Reputation: 75
I am creating a decision tree using rpart in R. I can also print out the rules generated by the decision tree using the path.rpart() function.
For the airquality data , i have the output of rules as
$`8`
[1] "root" "Temp< 82.5" "Wind>=7.15" "Solar.R< 79.5"
$`18`
[1] "root" "Temp< 82.5" "Wind>=7.15" "Solar.R>=79.5"
[5] "Temp< 77.5"
$`19`
[1] "root" "Temp< 82.5" "Wind>=7.15" "Solar.R>=79.5"
5] "Temp>=77.5"
$`5`
[1] "root" "Temp< 82.5" "Wind< 7.15"
and so on.
Is there a way i can write a code which puts these constraints on my initial table airquality to get the rows which follow these rules which would be equivalent to
airquality[which(airquality$Temp<82.5 & airquality$Wind>=7.15 & Solar.R<79.5)]
for the first rule.
Any help is greatly appreciated. Thanks in advance.
Upvotes: 1
Views: 515
Reputation: 23608
path.rpart gives a nice overview, but MrFlick already wrote some code to show which observations fall in a specific node. Look here.
This only looks at the rpart tree. For looking at which node the predicted values fall look at this post.
See example code I included. The function comes from the first answer. The last part from the second answer.
library(rpart)
# split kyphosis into 2 for example
train <- kyphosis[1:60, ]
test <- kyphosis[-(1:60), ]
fit <- rpart(Kyphosis ~ Age + Number + Start, data = train)
# Show nodes
print(fit)
# function to show observations that fall in a node
# https://stackoverflow.com/questions/23924051/find-the-data-elements-in-a-data-frame-that-pass-the-rule-for-a-node-in-a-tree-m
subset_rpart <- function (tree, df, nodes) {
if (!inherits(tree, "rpart"))
stop("Not a legitimate \"rpart\" object")
stopifnot(nrow(df)==length(tree$where))
frame <- tree$frame
n <- row.names(frame)
node <- as.numeric(n)
if (missing(nodes)) {
xy <- rpart:::rpartco(tree)
i <- identify(xy, n = 1L, plot = FALSE)
if(i> 0L) {
return( df[tree$where==i, ] )
} else {
return(df[0,])
}
}
else {
if (length(nodes <- rpart:::node.match(nodes, node)) == 0L)
return(df[0,])
return ( df[tree$where %in% as.numeric(nodes), ] )
}
}
subset_rpart(fit, train, 7)
# Find the nodes in which the test observations fall
# https://stackoverflow.com/questions/13690201/how-to-count-the-observations-falling-in-each-node-of-a-tree?lq=1
nodes_fit <- fit
nodes_fit$frame$yval <- as.numeric(rownames(nodes_fit$frame))

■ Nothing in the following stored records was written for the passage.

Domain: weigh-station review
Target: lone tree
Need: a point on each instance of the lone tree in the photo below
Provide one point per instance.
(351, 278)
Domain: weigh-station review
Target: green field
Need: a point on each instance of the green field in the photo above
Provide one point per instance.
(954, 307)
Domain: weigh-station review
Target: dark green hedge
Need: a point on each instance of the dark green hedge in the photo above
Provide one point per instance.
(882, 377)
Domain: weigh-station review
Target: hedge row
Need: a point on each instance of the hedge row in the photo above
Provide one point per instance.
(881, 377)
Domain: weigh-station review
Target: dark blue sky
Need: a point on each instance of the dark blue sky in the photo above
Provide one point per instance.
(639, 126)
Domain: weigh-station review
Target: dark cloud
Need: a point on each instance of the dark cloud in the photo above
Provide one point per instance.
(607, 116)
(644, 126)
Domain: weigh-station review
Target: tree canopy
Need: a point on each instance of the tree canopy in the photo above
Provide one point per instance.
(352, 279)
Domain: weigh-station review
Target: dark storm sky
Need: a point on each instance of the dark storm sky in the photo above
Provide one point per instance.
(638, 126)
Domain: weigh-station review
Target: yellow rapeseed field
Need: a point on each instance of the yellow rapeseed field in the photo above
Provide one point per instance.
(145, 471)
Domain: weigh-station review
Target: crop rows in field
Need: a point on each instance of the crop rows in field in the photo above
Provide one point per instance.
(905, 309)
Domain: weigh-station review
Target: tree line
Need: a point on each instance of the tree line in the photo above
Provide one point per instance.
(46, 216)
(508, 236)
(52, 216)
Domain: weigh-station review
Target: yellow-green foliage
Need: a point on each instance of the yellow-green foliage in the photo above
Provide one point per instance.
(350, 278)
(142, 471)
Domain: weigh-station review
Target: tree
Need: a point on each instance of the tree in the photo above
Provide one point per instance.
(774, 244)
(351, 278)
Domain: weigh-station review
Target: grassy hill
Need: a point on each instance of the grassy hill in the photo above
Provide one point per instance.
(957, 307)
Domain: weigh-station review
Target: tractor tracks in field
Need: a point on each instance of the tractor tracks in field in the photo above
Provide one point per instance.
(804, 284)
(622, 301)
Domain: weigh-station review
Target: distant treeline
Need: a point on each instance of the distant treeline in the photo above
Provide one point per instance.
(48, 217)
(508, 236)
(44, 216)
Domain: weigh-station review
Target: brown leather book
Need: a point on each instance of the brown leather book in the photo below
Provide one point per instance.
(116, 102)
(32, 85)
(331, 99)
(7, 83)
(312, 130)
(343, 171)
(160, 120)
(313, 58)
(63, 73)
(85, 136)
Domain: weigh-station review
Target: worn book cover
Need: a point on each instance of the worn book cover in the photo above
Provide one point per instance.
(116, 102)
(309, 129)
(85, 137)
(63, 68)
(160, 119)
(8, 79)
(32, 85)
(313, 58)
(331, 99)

testnodes <- predict(nodes_fit, test, type="vector")
print(testnodes)
Upvotes: 3
Reputation: 268
rules = rpart(airquality)
table(rules$where)
airquality[rules$where==6,]
will you give you the split data frame without coding the rules. I am not sure if that is what you are looking for.
Upvotes: 2